Diagnosis: Deception
While secure email gateways (SEGs) and other email security systems are effective at detecting the malicious links and malware-infected attachments, they're defenseless against today's most advanced email threats.
By mining contact databases, company websites, LinkedIn profiles, and more, cybercriminals can now produce insanely personalized, plain-text emails that are engineered to inspire a cortisone rush of stress, or a quick hit of dopamine, via a message sent by what appears to be a known and trusted sender.
The idea is to throw a harried, overworked nurse, back-office accountant, or a distracted C-level executive off-kilter just long enough to cough up login credentials before they think to confirm a message's legitimacy. No links or malware are required for this type of scam, meaning that they easily bypass existing security defenses in many organizations.
As a result, advanced phishing scams targeting the healthcare industry have jumped 80% in just the last year. Typical subject lures include "Password update required" notices from the "IT department," or "new messages" alerts from an Office 365 inbox.
While invoice fraud involving a request for an "urgent payment" from the "CFO" is a top phishing lure in most industries, it's less of a factor in healthcare, according to HIPPA Journal. That's presumably because stolen PHI is so much more lucrative. Either way, the staggering legal and financial repercussions of successful email attacks have healthcare professionals feeling shell-shocked.
The Search for a Cure
"Users are really scared to use email today," Randall Frietzsche, CISO and privacy officer of Denver Health, tells HealthTech Magazine. "I want to not only reduce the risk of phishing email and ransomware, but I also want to increase users' confidence in using email."

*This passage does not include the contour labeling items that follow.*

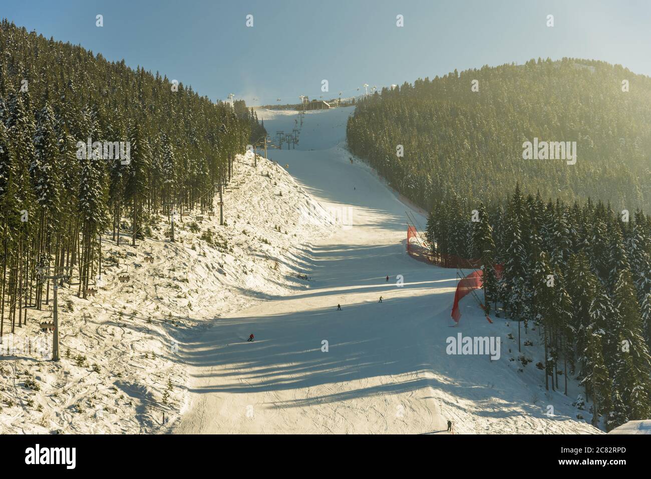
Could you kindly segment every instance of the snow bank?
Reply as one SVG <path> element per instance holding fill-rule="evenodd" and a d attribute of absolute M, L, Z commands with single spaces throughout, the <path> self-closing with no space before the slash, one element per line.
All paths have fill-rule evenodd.
<path fill-rule="evenodd" d="M 165 431 L 187 400 L 179 354 L 187 338 L 226 312 L 309 284 L 305 255 L 331 220 L 283 168 L 261 157 L 253 164 L 251 153 L 236 159 L 225 226 L 217 206 L 214 216 L 177 218 L 174 243 L 166 219 L 135 247 L 128 236 L 119 247 L 103 238 L 96 295 L 59 290 L 61 361 L 29 347 L 0 356 L 0 433 Z M 5 346 L 51 342 L 38 328 L 49 316 L 42 307 L 28 310 Z"/>

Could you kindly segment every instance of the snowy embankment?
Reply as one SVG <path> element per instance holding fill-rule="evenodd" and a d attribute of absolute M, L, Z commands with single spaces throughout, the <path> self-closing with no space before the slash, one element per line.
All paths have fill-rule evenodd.
<path fill-rule="evenodd" d="M 253 164 L 250 153 L 236 159 L 225 226 L 216 206 L 214 216 L 177 218 L 174 243 L 166 219 L 136 247 L 104 237 L 96 295 L 59 290 L 61 361 L 29 348 L 0 356 L 0 433 L 164 431 L 188 396 L 178 344 L 221 314 L 305 288 L 304 256 L 329 217 L 283 168 Z M 48 310 L 29 310 L 5 346 L 51 341 L 38 328 Z"/>

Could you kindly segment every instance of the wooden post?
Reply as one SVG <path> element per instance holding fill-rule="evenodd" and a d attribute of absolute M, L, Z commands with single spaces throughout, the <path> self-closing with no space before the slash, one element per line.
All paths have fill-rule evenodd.
<path fill-rule="evenodd" d="M 57 292 L 59 290 L 59 278 L 54 277 L 54 333 L 52 338 L 52 361 L 59 361 L 59 316 L 57 314 Z"/>

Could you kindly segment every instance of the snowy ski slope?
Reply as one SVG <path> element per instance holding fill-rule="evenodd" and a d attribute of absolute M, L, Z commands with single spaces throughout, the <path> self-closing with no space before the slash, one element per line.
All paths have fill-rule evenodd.
<path fill-rule="evenodd" d="M 537 331 L 523 330 L 533 344 L 519 354 L 517 324 L 490 324 L 471 295 L 450 327 L 456 271 L 406 254 L 409 206 L 344 149 L 352 111 L 309 113 L 296 150 L 270 150 L 344 224 L 305 250 L 309 287 L 222 314 L 182 345 L 190 394 L 176 431 L 430 433 L 450 419 L 461 433 L 600 433 L 572 405 L 582 392 L 575 381 L 567 396 L 541 386 Z M 271 136 L 298 118 L 258 116 Z M 499 359 L 447 354 L 446 339 L 459 333 L 499 336 Z"/>

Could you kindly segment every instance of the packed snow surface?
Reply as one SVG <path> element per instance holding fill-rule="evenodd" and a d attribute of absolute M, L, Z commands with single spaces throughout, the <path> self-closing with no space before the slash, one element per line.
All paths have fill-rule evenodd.
<path fill-rule="evenodd" d="M 456 271 L 406 254 L 405 212 L 425 217 L 345 150 L 352 111 L 258 109 L 299 142 L 237 158 L 224 226 L 217 208 L 174 243 L 167 219 L 135 247 L 105 236 L 97 294 L 59 289 L 61 361 L 0 355 L 0 433 L 600 433 L 575 381 L 545 390 L 539 331 L 519 353 L 472 295 L 452 327 Z M 49 340 L 48 309 L 12 340 Z M 499 359 L 448 354 L 459 333 Z"/>
<path fill-rule="evenodd" d="M 456 271 L 406 254 L 405 212 L 425 217 L 344 150 L 352 112 L 309 112 L 295 149 L 269 151 L 336 225 L 305 250 L 304 289 L 225 311 L 181 345 L 190 401 L 175 431 L 600 432 L 575 381 L 568 396 L 563 378 L 560 392 L 542 385 L 538 331 L 523 329 L 519 353 L 517 323 L 488 323 L 471 295 L 451 327 Z M 257 113 L 272 137 L 300 126 L 296 112 Z M 499 337 L 499 359 L 447 354 L 458 333 Z"/>

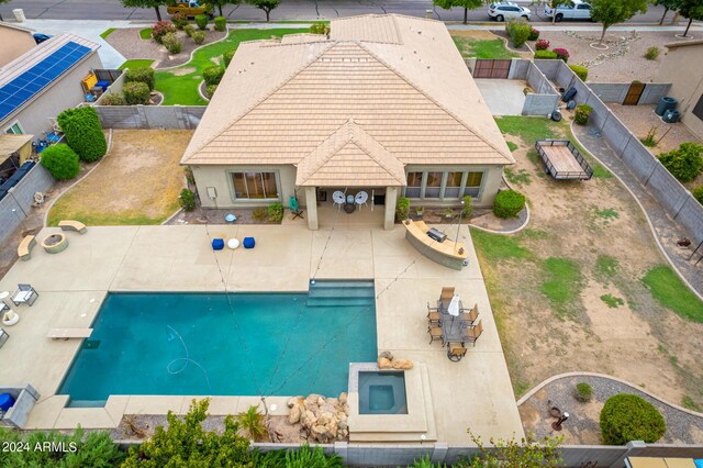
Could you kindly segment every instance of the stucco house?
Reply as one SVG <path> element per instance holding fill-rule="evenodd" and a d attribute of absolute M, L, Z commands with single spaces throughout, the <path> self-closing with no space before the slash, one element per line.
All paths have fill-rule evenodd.
<path fill-rule="evenodd" d="M 487 207 L 512 163 L 445 25 L 398 14 L 242 43 L 181 159 L 204 207 L 297 196 L 311 230 L 336 190 L 372 193 L 386 229 L 401 196 Z"/>
<path fill-rule="evenodd" d="M 62 34 L 33 46 L 0 68 L 0 131 L 34 134 L 51 130 L 49 118 L 85 101 L 81 80 L 102 68 L 100 46 Z"/>
<path fill-rule="evenodd" d="M 671 82 L 669 96 L 679 101 L 681 122 L 703 138 L 703 40 L 666 44 L 667 55 L 655 81 Z"/>

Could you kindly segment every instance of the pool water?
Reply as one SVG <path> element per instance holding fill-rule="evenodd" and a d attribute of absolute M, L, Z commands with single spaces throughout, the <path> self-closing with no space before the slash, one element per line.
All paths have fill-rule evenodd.
<path fill-rule="evenodd" d="M 110 293 L 58 393 L 338 395 L 349 363 L 375 361 L 369 281 L 310 293 Z"/>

With that in mind, look for some organizations to cobble together solutions to augment their existing security controls in hopes of spotting incoming attacks. The most security-conscious organizations will ultimately gravitate towards modern, AI-based solutions that were designed specifically to combat advanced socially-engineered email attacks.

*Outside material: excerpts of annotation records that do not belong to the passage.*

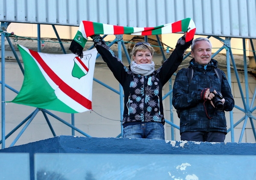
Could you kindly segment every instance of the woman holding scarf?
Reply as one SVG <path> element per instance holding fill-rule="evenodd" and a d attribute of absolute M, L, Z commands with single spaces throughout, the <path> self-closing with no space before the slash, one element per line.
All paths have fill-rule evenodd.
<path fill-rule="evenodd" d="M 91 36 L 98 52 L 123 89 L 122 137 L 165 139 L 162 90 L 192 42 L 192 40 L 186 42 L 185 36 L 186 33 L 179 39 L 172 54 L 157 70 L 153 61 L 154 50 L 148 43 L 136 43 L 131 53 L 133 61 L 127 67 L 99 35 Z"/>

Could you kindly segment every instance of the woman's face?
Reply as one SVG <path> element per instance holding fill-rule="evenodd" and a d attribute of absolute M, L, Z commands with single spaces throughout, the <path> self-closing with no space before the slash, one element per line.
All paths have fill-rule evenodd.
<path fill-rule="evenodd" d="M 151 64 L 153 56 L 149 49 L 147 49 L 145 52 L 138 51 L 135 55 L 133 55 L 134 61 L 137 64 Z"/>

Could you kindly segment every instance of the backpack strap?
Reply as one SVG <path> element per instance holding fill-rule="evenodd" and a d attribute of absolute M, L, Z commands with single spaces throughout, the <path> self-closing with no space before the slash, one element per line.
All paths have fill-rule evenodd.
<path fill-rule="evenodd" d="M 187 70 L 186 75 L 189 80 L 189 84 L 190 84 L 194 74 L 194 70 L 193 68 L 189 67 L 187 67 L 186 69 Z"/>
<path fill-rule="evenodd" d="M 189 80 L 189 85 L 190 84 L 191 80 L 192 80 L 192 78 L 193 78 L 193 75 L 194 75 L 194 69 L 192 68 L 187 67 L 186 68 L 186 76 Z M 221 69 L 218 67 L 216 68 L 214 68 L 214 71 L 216 73 L 216 75 L 218 76 L 218 78 L 220 79 L 221 81 L 221 85 L 222 82 L 222 74 L 221 74 Z"/>
<path fill-rule="evenodd" d="M 214 70 L 214 71 L 215 71 L 215 73 L 217 75 L 217 76 L 220 79 L 221 81 L 221 83 L 222 83 L 222 74 L 221 74 L 221 69 L 218 67 L 217 68 L 213 68 Z"/>

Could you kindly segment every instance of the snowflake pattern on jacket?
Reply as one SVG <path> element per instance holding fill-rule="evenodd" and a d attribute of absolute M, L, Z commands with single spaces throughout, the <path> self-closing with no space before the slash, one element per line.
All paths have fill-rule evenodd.
<path fill-rule="evenodd" d="M 144 76 L 134 73 L 130 67 L 124 66 L 100 36 L 91 38 L 103 61 L 123 87 L 124 127 L 142 122 L 160 122 L 164 125 L 163 87 L 177 70 L 192 41 L 186 43 L 184 37 L 180 38 L 175 49 L 161 67 L 151 74 Z"/>

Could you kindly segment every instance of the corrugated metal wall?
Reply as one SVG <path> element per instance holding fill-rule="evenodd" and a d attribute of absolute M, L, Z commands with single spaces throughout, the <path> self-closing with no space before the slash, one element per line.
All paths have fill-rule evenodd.
<path fill-rule="evenodd" d="M 196 34 L 256 38 L 255 0 L 0 0 L 0 21 L 152 27 L 186 17 Z"/>

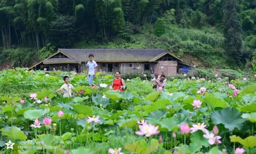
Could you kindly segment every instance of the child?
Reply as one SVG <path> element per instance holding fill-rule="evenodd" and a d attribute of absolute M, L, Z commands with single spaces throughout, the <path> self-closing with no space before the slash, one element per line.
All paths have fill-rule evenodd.
<path fill-rule="evenodd" d="M 152 82 L 151 83 L 151 84 L 152 84 L 152 86 L 153 86 L 154 85 L 156 85 L 156 80 L 159 80 L 159 75 L 158 73 L 156 73 L 155 74 L 155 77 L 154 77 L 152 80 Z"/>
<path fill-rule="evenodd" d="M 95 68 L 98 66 L 97 63 L 94 60 L 94 56 L 92 54 L 89 55 L 89 61 L 86 64 L 87 70 L 86 71 L 86 76 L 89 78 L 89 86 L 92 86 L 92 80 L 94 78 L 96 78 L 96 69 Z"/>
<path fill-rule="evenodd" d="M 78 94 L 77 91 L 74 90 L 74 86 L 69 83 L 69 78 L 68 76 L 64 76 L 63 77 L 63 80 L 65 82 L 65 83 L 61 86 L 61 87 L 55 91 L 55 92 L 58 92 L 62 89 L 64 90 L 64 94 L 63 94 L 63 97 L 70 97 L 72 96 L 71 92 L 74 90 L 75 92 Z"/>

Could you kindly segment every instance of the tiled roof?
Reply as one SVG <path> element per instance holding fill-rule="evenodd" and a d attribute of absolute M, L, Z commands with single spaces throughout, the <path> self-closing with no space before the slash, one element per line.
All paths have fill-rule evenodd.
<path fill-rule="evenodd" d="M 164 52 L 163 49 L 59 49 L 60 51 L 81 62 L 87 62 L 90 54 L 98 62 L 148 62 Z"/>

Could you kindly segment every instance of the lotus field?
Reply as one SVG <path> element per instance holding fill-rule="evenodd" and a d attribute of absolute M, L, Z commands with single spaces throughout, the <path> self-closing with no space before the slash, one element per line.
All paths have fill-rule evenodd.
<path fill-rule="evenodd" d="M 65 75 L 79 94 L 54 93 Z M 0 153 L 256 154 L 256 77 L 172 78 L 155 92 L 145 76 L 120 92 L 96 76 L 98 89 L 74 72 L 0 72 Z"/>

Instead of modeling bad content, these solutions model normal “good” behavior by mapping the communications between individuals, organizations, and infrastructures to detect and disrupt identity deception, social engineering ploys, and other forms of email fraud.
Cloud Email Protection, for example, is able to model the normal email behavior of trusted identities at Internet scale. Drawing on insights from the more than 2 trillion email messages we analyze each year, our solution is able to protect organizations from social-engineered attacks using deeper, more relevant insights that grow smarter and more effective with each new email sent or received. CEP uses these behavioral models to detect aberrations, such as when a trusted contact is impersonated using address spoofing, look-alike addresses, or display name deception. Agari’s solution can even detect when the trusted sender’s email account is compromised, meaning the attacker actually has control over the sending email account.
Inboxes on the Mend
According to organizations that have deployed these solutions, one of their major benefits is the ability for employees to open, click, trust everything that hits their inboxes. In fact, one Global 500 healthcare company reports it is now able to block advanced phishing attacks missed by traditional security systems—preventing data breaches initiated by email completely.
Still, whether they plan to take this or some other approach to defeating social engineering-based email scams in the year ahead, organizations might want to get cranking. Targeted phishing attacks are now expected to be the #1 threat for healthcare organizations. According to Ponemon, the odds that one of those attacks causes a data breach in the next 12 months is far higher than most organizations believe.